Justice of the Oklahoma Supreme Court
- In office 1924–1933
- Preceded by: F. L. Warren
- Succeeded by: Orel Busby

Personal details
- Born: December 8, 1877 Allisona, Williamson County, Tennessee
- Died: February 24, 1939 (aged 61) Denison, Texas

= James Waddey Clark =

American judge (1877–1939)

James Waddey "J.W." Clark (December 8, 1877 – February 24, 1939) was a justice of the Oklahoma Supreme Court from 1925 to 1933. He was born in Allisona, Williamson County, Tennessee to Joseph Poindexter and Cora Belle Waddey. After finishing public school, James became a traveling salesman, then went into the mercantile business, and finally went into business for himself. He took a course in law in 1907 and 1908, then enrolled in Cumberland University (Lebanon, Tennessee) in 1909. (Note: Although Thoburn's account is not specific on the details, it suggests that James Clark graduated from Cumberland with a law degree and almost immediately moved to Oklahoma. However, Harlow's version of Clark's biography states that he came to Oklahoma in 1906, initially settled in Atoka, Oklahoma, then received his LL B degree from Cumberland in 1909. He then spent four years in Caney, Oklahoma (1909-1912)) By 1910, he had opened a law practice and won election to the Oklahoma legislature. (Note: Thoburn states that Judge Clark was one of several prospective lawyers that trained under Judge John Linebaugh in Atoka, Oklahoma and who went on to great success in their legal careers.) In 1912, he was elected County Attorney for Atoka County, Oklahoma and was reelected after his first two-year term expired. In 1917, he returned to private law practice in Atoka, where he remained until he won election to the Oklahoma Supreme Court in 1924, filling a vacancy and taking office in 1925. He was reelected for a full 6-year term in 1926.

In 1929, the Oklahoma House impeached Clark, passing eleven articles of impeachment against Clark alleging corruption. However, in his Impeachment trial, he was acquitted by one vote in the Oklahoma Senate, and served out the remainder of his term. After returning to private practice for a time, Clark again ran for a seat on the court in 1938, but was not elected.

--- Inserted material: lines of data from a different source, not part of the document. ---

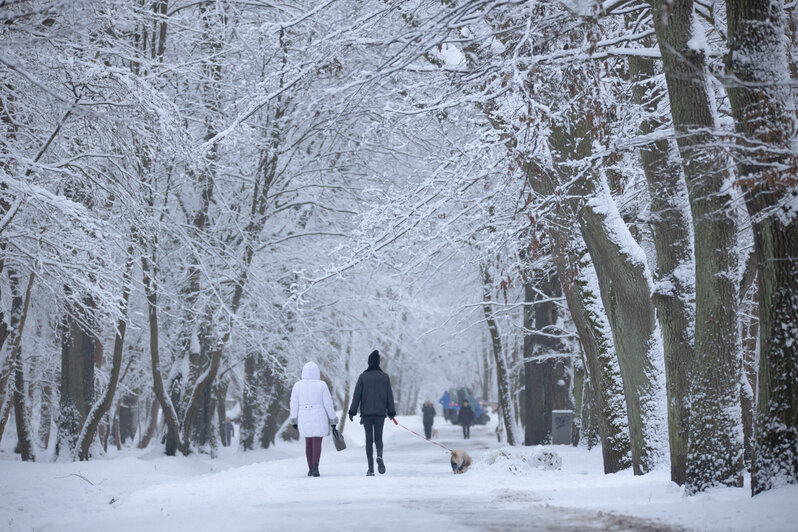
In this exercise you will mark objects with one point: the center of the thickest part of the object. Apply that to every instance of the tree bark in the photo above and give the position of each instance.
(170, 415)
(545, 365)
(77, 379)
(46, 410)
(624, 284)
(146, 437)
(763, 110)
(715, 442)
(674, 288)
(506, 402)
(249, 410)
(19, 314)
(104, 403)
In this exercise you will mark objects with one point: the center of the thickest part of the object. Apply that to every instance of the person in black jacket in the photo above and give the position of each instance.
(374, 397)
(429, 416)
(466, 418)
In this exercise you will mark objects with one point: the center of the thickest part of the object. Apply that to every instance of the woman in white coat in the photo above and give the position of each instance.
(312, 413)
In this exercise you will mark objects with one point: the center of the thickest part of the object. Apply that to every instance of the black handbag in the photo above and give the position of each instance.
(338, 440)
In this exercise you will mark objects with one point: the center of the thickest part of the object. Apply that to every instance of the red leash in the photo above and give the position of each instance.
(422, 437)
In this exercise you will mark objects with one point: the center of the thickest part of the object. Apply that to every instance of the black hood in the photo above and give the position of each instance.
(374, 360)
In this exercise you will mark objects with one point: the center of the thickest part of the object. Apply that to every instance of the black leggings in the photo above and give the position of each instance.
(373, 427)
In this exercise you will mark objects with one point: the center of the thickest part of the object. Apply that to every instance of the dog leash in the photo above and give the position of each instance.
(442, 446)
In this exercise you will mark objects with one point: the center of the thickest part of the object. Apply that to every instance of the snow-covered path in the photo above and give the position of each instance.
(269, 490)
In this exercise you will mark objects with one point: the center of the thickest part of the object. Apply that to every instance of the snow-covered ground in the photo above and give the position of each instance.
(269, 490)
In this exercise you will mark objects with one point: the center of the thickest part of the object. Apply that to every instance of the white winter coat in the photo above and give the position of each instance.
(311, 404)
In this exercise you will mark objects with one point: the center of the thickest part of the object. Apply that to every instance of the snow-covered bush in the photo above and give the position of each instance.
(523, 461)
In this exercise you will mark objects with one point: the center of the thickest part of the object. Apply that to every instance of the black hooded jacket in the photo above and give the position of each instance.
(466, 415)
(373, 393)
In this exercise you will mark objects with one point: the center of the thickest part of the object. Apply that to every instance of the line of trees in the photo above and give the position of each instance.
(212, 190)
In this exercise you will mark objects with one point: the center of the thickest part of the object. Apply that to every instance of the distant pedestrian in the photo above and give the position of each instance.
(374, 397)
(229, 432)
(428, 412)
(466, 419)
(312, 413)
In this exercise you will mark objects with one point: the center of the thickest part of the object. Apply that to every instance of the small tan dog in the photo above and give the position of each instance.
(460, 461)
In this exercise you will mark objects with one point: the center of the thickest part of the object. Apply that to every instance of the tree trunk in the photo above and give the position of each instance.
(221, 411)
(624, 284)
(506, 401)
(46, 410)
(249, 410)
(104, 403)
(77, 380)
(19, 313)
(674, 288)
(715, 442)
(545, 365)
(170, 415)
(275, 411)
(625, 287)
(763, 110)
(153, 424)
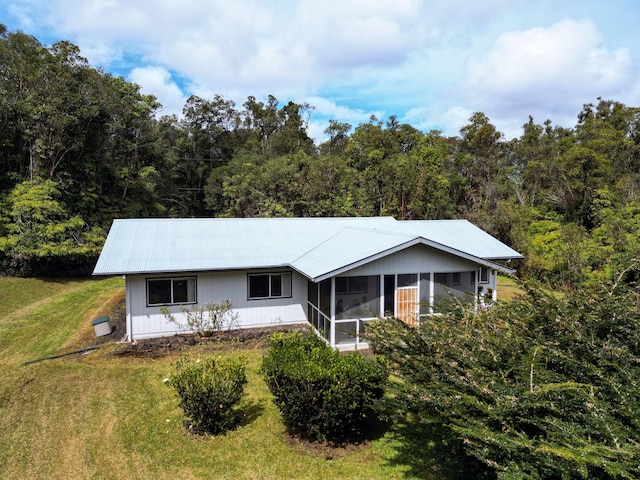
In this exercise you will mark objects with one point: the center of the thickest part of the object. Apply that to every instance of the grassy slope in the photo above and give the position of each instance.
(106, 416)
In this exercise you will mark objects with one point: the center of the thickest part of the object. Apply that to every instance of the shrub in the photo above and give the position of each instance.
(544, 386)
(208, 390)
(321, 394)
(204, 319)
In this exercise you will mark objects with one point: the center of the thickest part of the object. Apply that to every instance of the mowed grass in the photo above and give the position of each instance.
(108, 416)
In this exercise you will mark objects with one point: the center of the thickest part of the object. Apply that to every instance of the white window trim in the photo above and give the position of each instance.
(286, 277)
(173, 279)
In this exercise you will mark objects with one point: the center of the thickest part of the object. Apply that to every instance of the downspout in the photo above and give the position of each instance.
(332, 335)
(432, 293)
(128, 321)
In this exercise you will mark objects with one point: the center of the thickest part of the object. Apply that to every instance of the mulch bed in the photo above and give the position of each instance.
(159, 347)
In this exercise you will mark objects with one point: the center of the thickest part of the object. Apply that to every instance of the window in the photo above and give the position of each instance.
(269, 285)
(168, 291)
(351, 285)
(448, 279)
(407, 280)
(484, 275)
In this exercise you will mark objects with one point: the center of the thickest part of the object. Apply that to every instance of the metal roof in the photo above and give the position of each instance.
(315, 247)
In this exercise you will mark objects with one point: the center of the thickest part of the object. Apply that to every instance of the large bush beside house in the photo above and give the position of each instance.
(543, 386)
(209, 390)
(322, 394)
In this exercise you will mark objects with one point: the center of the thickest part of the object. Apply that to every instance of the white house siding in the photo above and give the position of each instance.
(148, 322)
(416, 259)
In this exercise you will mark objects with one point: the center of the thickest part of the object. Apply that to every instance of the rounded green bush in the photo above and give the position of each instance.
(321, 393)
(209, 389)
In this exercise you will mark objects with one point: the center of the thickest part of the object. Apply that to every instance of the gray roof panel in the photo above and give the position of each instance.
(313, 246)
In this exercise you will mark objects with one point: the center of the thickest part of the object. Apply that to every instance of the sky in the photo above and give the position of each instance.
(430, 63)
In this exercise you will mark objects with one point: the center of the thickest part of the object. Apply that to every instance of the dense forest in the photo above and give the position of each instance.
(80, 147)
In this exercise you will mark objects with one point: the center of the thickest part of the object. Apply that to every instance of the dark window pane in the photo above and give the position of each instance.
(258, 286)
(357, 284)
(441, 278)
(276, 286)
(407, 280)
(180, 290)
(342, 285)
(159, 292)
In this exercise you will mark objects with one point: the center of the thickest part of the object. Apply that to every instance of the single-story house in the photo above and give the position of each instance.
(334, 273)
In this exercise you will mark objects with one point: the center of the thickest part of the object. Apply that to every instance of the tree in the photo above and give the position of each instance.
(42, 238)
(541, 387)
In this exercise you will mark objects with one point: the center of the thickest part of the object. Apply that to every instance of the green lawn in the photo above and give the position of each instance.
(109, 416)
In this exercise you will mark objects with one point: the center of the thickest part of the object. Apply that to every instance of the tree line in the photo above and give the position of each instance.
(80, 147)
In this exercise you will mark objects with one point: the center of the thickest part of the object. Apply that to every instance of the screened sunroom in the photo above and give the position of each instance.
(340, 307)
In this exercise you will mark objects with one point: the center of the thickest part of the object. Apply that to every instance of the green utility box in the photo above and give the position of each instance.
(102, 326)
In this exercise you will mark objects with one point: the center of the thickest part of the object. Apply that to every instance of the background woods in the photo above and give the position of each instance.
(80, 147)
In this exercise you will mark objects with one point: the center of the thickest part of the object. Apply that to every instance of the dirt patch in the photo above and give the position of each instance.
(160, 347)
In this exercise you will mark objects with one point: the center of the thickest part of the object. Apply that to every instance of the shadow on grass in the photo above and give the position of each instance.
(249, 413)
(424, 449)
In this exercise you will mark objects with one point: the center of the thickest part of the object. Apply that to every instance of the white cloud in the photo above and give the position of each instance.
(157, 81)
(550, 70)
(430, 63)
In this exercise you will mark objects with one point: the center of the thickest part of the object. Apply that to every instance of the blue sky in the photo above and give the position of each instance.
(430, 63)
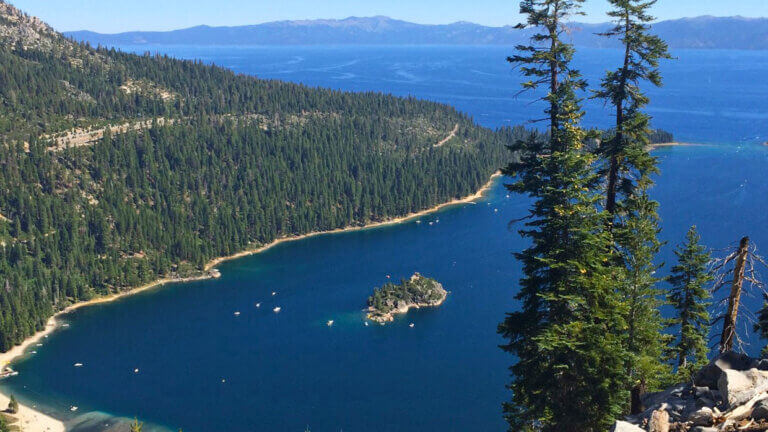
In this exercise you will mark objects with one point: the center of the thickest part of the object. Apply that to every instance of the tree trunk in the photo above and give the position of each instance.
(729, 321)
(637, 398)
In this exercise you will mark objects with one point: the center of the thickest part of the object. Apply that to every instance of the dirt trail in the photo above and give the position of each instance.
(451, 136)
(84, 137)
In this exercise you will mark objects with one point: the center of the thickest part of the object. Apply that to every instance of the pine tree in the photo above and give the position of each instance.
(628, 170)
(569, 375)
(136, 426)
(13, 405)
(689, 297)
(627, 150)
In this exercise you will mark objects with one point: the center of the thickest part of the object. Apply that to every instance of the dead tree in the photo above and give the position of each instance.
(735, 270)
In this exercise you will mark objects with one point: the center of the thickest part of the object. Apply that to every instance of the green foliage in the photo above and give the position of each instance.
(689, 297)
(13, 405)
(416, 290)
(136, 426)
(242, 163)
(626, 153)
(569, 374)
(627, 169)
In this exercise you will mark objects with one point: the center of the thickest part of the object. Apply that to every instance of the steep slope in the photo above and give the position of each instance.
(701, 32)
(119, 169)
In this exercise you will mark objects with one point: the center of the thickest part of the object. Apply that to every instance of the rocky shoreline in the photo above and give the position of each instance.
(398, 300)
(730, 394)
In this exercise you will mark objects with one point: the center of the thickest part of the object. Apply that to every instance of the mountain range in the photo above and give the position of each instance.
(705, 32)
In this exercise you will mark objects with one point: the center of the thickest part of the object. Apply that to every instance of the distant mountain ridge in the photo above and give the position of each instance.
(702, 33)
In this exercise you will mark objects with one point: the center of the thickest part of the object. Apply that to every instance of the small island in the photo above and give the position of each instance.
(392, 299)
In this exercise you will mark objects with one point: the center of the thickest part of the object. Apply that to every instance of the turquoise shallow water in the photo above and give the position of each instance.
(202, 368)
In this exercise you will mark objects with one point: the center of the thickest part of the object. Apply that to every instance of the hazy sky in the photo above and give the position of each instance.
(111, 16)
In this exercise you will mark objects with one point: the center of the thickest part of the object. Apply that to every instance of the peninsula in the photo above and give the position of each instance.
(392, 299)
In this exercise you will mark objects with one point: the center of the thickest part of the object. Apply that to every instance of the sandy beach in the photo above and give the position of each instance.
(34, 421)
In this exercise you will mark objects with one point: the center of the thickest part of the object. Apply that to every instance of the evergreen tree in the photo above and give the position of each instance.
(689, 297)
(13, 405)
(629, 167)
(626, 151)
(569, 375)
(136, 426)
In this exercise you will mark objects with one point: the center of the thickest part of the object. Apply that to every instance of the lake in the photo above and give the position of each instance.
(201, 368)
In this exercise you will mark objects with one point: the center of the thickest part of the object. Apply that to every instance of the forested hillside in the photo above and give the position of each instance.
(119, 169)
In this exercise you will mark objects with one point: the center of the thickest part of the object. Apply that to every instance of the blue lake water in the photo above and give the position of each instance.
(202, 368)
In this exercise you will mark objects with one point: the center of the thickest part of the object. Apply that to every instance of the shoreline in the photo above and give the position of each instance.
(389, 317)
(652, 147)
(35, 421)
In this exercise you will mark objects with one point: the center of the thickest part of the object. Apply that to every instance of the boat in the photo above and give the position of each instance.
(7, 372)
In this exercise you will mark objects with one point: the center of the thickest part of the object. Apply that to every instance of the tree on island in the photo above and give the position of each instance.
(136, 426)
(570, 370)
(689, 297)
(13, 405)
(627, 171)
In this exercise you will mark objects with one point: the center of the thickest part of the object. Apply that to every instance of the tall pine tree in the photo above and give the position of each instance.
(689, 297)
(569, 374)
(628, 170)
(626, 151)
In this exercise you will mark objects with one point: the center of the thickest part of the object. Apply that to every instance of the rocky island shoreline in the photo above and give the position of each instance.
(393, 299)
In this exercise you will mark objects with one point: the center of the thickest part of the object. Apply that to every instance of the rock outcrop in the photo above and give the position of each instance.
(416, 292)
(730, 394)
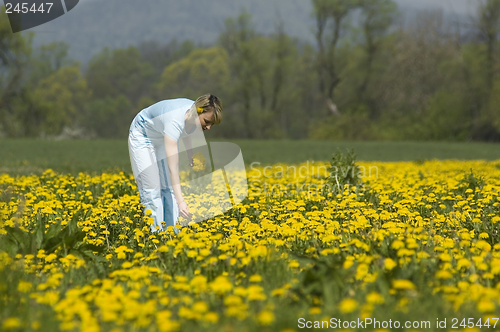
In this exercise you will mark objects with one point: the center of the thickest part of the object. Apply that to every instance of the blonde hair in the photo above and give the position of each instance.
(207, 103)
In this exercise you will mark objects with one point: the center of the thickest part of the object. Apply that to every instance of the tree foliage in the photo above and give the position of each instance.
(369, 75)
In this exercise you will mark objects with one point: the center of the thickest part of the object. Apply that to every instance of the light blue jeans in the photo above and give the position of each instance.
(152, 175)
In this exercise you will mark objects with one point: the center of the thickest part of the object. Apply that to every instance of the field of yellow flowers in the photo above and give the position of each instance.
(411, 242)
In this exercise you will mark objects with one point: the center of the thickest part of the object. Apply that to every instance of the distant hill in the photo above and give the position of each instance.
(95, 24)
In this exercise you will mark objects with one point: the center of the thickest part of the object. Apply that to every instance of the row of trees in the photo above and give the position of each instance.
(370, 75)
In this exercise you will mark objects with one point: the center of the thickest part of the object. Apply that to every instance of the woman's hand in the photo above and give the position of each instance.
(184, 210)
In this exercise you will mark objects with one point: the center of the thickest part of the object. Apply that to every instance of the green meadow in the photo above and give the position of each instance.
(31, 156)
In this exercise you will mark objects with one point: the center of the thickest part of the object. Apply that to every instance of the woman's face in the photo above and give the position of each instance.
(207, 120)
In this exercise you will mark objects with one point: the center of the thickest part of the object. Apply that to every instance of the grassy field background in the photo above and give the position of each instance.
(31, 156)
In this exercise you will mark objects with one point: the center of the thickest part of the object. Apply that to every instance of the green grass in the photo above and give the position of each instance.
(27, 156)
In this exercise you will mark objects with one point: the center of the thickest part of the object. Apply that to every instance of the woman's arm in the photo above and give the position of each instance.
(189, 149)
(173, 165)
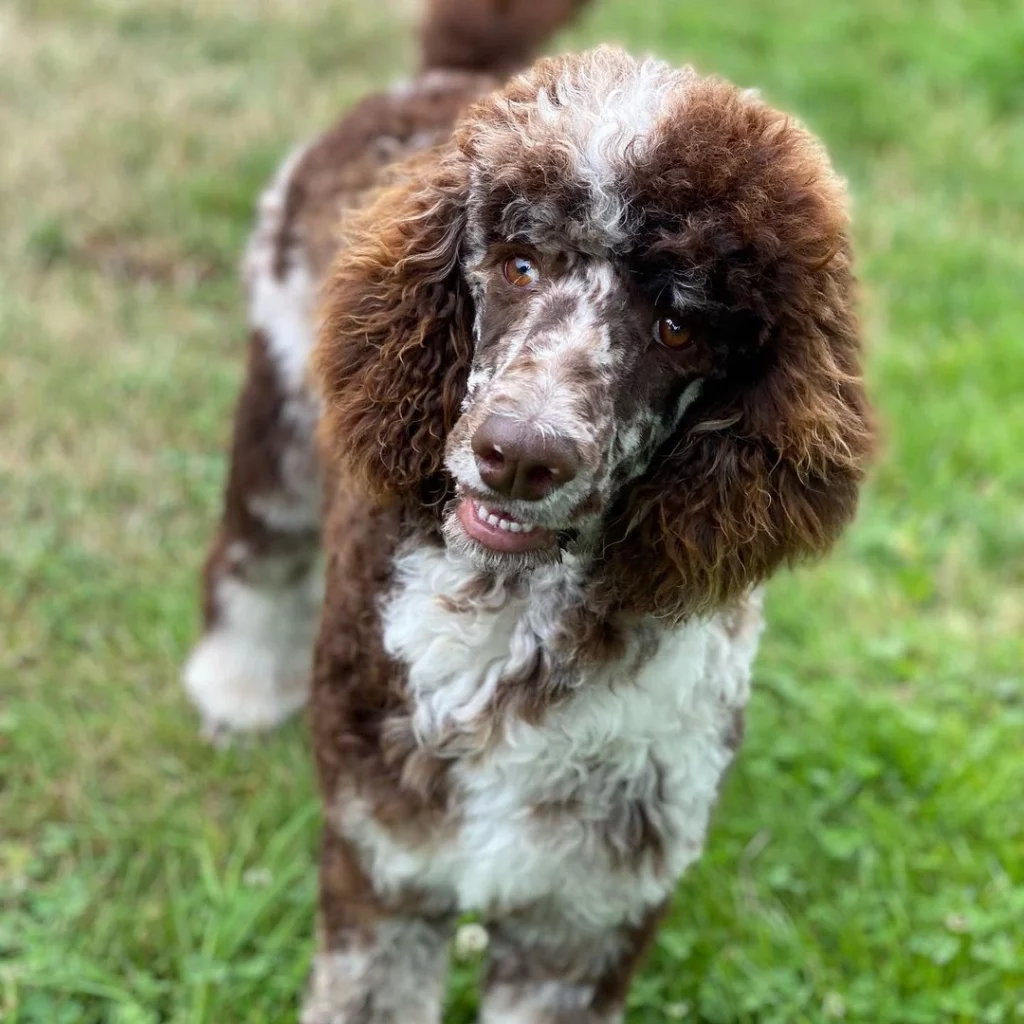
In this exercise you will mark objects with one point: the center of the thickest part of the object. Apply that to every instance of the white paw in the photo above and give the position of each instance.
(238, 684)
(252, 670)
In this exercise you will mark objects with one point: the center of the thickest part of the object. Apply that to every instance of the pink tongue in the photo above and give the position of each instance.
(497, 539)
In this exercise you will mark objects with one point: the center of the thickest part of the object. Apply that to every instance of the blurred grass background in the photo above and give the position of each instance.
(867, 860)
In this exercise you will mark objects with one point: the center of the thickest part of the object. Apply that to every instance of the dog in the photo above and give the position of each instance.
(584, 372)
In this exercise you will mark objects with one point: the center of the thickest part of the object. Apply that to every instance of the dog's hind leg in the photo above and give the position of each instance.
(262, 579)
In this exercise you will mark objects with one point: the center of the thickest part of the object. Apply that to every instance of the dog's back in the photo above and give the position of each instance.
(261, 580)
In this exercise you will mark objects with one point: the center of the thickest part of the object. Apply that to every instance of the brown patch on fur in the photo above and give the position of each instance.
(769, 467)
(347, 901)
(358, 711)
(343, 170)
(394, 348)
(260, 437)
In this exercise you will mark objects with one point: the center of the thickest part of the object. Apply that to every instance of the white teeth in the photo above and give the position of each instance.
(509, 525)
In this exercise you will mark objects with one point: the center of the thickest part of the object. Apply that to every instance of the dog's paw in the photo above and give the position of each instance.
(242, 686)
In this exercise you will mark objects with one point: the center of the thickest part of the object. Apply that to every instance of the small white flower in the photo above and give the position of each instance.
(470, 940)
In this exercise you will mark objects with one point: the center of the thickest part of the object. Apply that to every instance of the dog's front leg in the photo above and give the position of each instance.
(546, 971)
(378, 962)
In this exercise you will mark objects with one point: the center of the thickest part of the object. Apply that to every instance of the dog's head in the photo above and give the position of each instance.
(613, 314)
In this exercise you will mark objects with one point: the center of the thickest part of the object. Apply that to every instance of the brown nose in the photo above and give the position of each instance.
(519, 461)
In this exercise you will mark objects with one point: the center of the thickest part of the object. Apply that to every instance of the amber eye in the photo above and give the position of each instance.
(521, 271)
(670, 332)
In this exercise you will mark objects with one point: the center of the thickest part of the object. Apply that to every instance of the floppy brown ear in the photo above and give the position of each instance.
(767, 474)
(395, 339)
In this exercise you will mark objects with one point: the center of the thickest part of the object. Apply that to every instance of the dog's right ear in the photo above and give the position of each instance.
(395, 337)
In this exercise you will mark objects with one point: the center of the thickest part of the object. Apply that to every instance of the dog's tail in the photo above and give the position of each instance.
(495, 36)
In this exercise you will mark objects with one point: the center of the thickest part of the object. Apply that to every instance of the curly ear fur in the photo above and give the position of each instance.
(767, 469)
(395, 339)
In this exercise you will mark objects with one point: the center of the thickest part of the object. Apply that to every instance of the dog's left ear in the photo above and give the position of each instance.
(766, 473)
(395, 340)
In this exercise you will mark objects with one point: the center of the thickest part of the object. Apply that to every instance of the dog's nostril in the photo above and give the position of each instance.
(540, 476)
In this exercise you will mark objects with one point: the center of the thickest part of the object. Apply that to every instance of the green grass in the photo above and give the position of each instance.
(867, 859)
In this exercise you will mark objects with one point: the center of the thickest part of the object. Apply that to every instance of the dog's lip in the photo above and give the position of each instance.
(506, 534)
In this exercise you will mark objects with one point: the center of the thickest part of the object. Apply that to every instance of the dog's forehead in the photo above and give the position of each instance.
(555, 161)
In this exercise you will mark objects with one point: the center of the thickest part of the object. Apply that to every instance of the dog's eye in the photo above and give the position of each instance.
(671, 332)
(521, 271)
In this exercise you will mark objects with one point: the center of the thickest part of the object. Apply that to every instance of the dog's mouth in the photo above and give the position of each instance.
(499, 530)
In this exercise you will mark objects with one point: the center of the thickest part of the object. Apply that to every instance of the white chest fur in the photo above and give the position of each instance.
(550, 811)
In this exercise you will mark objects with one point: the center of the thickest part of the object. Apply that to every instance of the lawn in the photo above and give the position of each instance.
(867, 858)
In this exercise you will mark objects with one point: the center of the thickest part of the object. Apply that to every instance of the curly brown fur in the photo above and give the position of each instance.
(727, 205)
(588, 368)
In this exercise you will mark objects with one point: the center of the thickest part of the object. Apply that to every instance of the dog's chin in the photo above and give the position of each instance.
(504, 546)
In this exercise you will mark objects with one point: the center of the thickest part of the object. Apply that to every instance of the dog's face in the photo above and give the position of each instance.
(580, 372)
(614, 314)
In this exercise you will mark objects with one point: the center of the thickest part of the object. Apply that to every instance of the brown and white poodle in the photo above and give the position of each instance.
(587, 372)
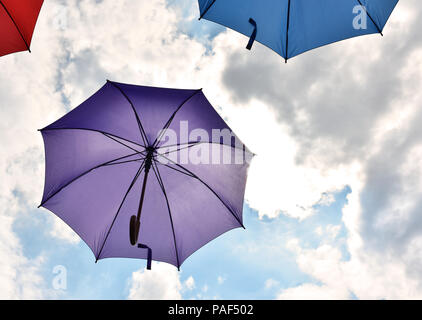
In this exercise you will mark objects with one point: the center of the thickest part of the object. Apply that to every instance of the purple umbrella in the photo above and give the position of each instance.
(141, 172)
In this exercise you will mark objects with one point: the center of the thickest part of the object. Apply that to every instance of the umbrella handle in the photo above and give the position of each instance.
(253, 36)
(134, 230)
(149, 259)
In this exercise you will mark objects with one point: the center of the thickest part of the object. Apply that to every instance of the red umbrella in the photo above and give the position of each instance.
(17, 23)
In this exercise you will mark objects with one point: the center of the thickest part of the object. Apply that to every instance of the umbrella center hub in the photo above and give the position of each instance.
(149, 157)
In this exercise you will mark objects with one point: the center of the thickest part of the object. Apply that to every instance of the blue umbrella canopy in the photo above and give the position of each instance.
(292, 27)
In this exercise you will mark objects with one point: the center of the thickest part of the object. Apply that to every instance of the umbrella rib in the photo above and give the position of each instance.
(123, 162)
(191, 174)
(138, 120)
(206, 10)
(160, 181)
(120, 207)
(183, 147)
(370, 17)
(163, 131)
(195, 143)
(107, 134)
(83, 174)
(123, 144)
(170, 167)
(16, 26)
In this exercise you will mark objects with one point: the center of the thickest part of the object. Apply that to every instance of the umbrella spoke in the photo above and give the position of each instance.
(85, 173)
(141, 128)
(122, 162)
(107, 134)
(191, 174)
(157, 140)
(180, 147)
(161, 183)
(138, 173)
(123, 144)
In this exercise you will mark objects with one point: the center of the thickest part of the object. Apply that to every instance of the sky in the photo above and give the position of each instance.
(333, 204)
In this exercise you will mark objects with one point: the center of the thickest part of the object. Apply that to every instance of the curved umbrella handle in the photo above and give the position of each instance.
(149, 259)
(134, 230)
(253, 36)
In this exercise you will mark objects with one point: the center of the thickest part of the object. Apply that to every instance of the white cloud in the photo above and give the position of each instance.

==Personal and family life ==
Justice Clark married Anna Paullin in Durant, Oklahoma on May 1, 1917. They had four children: Ann Virginia (b. September 27, 1917); Jim (b. November 6, 1920); Mary Louise (b. October 1, 1924); John Marshall (b. October 12, 1926).

Clark died in Denison, Texas, where he had been hospitalized for a kidney ailment.